The retraining effort was made possible by two separate uses of AI at the company. First, Genpact uses process mining, natural language processing (NLP), and network analysis to figure how things got done, to identify exceptions, and to figure out who at the company had what skills and what domain expertise.
This information helped the company place employees in new jobs, and once an employee began a new role, AI systems enabled them to get up to speed quickly by explaining the process for specific tasks, or by connecting them to relevant experts.
“This enabled us to react a lot faster to the conditions that were thrown at us,” Giacomelli says.
In the past, knowledge management had its share of difficulties. Five years ago, the failure rate of these programs was about 50%, according to the KM Institute. But due to significant improvements in NLP and other AI technologies, the situation has changed dramatically.
“Over the past two, three years, the quality of the creation of ontologies that machines can do by themselves is so much more accurate,” Giacomelli says. “And what you get back is much more precise.”
AI can find organizational knowledge that is located in documents, in business processes, and with people.
At Genpact, AI isn’t the sole domain of the IT department. And that’s a key difference between companies that are able to see significant ROI from AI, and those who don’t, says Kathleen Featheringham, director of AI strategy and training at Booz Allen Hamilton.
“AI is the fourth industrial revolution,” she says. “It wholesale changes the game. It’s not just an IT problem — all the roles are evolving.”
AI-powered enterprise transformation involves re-evaluation of performance goals, of training objectives, she says. And it needs to be connected to an organization’s vision and mission. “In my experience, when AI wasn’t tied to the vision and mission, people actually became very resentful,” she says.
Creating new lines of business
One of the principles of organizational learning is that AI is used to augment employees, to work alongside them and complement their skills.
“If you have a collaboration between what machines do well and what human intuition and knowledge does well, that’s where you get a huge business benefit,” says Judith Hurwitz, president and founder at Hurwitz and Associates and author of ten books on leadership, technology, and analytics.
Software development company Globant is doing just that with its AI-powered augmented coding. It uses NLP to enable developers to search for code by functionality, allowing for shorter learning curves and faster, more accurate development. The system also automatically generates documentation and auto-completes code from context.
“It’s not going to replace the importance of developers,” says Nicolás Ávila, Globant’s CTO of North America. “The technology isn’t there yet, but it also isn’t what we stand for.”

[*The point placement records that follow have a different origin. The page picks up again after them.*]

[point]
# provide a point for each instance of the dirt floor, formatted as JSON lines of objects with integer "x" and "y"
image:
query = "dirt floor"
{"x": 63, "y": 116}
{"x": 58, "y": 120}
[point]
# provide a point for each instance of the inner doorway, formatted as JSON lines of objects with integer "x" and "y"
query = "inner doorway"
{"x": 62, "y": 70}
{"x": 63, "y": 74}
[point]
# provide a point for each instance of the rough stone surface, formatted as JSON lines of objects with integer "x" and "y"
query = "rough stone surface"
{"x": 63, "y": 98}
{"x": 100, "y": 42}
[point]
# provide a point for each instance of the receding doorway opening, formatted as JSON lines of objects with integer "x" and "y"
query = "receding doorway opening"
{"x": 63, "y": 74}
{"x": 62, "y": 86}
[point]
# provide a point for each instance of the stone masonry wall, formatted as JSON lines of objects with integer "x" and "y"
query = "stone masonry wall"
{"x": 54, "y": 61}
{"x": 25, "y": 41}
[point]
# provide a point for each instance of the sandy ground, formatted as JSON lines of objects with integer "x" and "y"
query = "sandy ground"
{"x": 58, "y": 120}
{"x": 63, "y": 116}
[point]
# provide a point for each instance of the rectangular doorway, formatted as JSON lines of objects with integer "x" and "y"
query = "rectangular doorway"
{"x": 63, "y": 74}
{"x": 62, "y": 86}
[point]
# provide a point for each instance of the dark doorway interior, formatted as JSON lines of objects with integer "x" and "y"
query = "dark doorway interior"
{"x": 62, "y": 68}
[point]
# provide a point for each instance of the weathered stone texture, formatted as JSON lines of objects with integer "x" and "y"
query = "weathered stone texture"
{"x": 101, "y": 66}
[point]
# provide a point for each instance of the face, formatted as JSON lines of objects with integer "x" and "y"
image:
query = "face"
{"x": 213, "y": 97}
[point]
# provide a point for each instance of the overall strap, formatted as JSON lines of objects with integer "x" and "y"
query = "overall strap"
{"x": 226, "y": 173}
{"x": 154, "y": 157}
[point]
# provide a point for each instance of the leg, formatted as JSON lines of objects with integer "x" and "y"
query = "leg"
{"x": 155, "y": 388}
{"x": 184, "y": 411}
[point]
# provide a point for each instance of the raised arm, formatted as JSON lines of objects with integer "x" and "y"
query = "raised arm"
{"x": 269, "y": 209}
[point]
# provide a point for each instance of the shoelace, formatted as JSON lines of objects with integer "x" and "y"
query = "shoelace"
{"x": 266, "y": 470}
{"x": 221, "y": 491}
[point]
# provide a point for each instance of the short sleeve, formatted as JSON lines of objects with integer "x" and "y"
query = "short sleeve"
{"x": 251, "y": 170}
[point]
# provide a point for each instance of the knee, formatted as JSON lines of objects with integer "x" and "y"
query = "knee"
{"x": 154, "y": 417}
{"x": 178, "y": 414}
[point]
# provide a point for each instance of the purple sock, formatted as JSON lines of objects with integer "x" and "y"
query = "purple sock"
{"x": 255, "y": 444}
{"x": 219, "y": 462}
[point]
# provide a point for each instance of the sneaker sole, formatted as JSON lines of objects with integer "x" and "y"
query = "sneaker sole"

Instead, the augmented coding technology does a lot of the heavy lifting around routine work. “It gives [the developers] a baseline to start with that’s contextual to their particular problem and their particular client. We’re just using their time more effectively,” he says.
Globant initially invested in AI capabilities five years ago, Ávila says, and made the training universal — not just for developers, but even, to some degree, for people in HR or purchasing or other departments. “You had to have an idea of the capabilities of AI, at least at a high level, so that every employee can be identifying opportunities.”
This has evolved into AI-powered applications in other areas of the company, including in recruitment and retention.
Automated coding grew out of experiments applying NLP to programming languages in early 2019. That effort blossomed into a set of internal development tools — and then into a commercial product.
“We definitely see this as a growing business opportunity,” says Ávila.